The preclinical work was funded through a grant from the National Institute of Allergy and Infectious Diseases. Samant expects the program to move into a 100-patient to 200-patient immunogenicity study "as soon as possible," but said, "We're not going to do this program without government funding." He added that he should know more within three to six months.

Once it has human data, Vical expects to seek a partner. Since it involves a new modality, the vaccine might require extensive clinical work before reaching the regulatory stage, although Samant hopes strong human data will help accelerate the timeline.

"Unlike traditional programs where you have a clear regulatory pathway," he said, "the pandemic pathway is going to be dependent on how fast the regulatory agencies want to move and how imminent the threat is."

In addition to a fast-track pandemic pathway for Vical's vaccine, the company expects to pursue development of the product as a cross-protective vaccine for the regular flu - one that might offer protection for more than one year.

According to the London-based market analysis firm Datamonitor plc, influenza vaccines had global sales of $1.3 billion in 2004 and are expected to rise to $3.7 billion by 2010.
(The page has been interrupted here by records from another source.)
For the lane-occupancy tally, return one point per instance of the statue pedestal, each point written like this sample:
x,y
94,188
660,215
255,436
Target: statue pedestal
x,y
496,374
Vical also develops DNA vaccines for other infectious diseases and cancer, and it is advancing cardiovascular therapies. It holds all rights to its internally developed product candidates.

"The beauty of vaccines," Samant said, "is any vaccine that gets Phase II proof of concept usually gets approval."

The influenza vaccine studies in mice and ferrets were conducted by Richard Webby, of St. Jude Children's Research Hospital, who is presenting the data today at the U.S. Public Health Service Professional Conference in Denver.

Vical also reported its first-quarter results on Tuesday, showing revenues of $5.6 million, a net loss of $4.5 million - or 16 cents per share - and $57 million in cash, cash equivalents and marketable securities as of the end of March.

The company expects a net loss for 2006 of between $22 million and $26 million.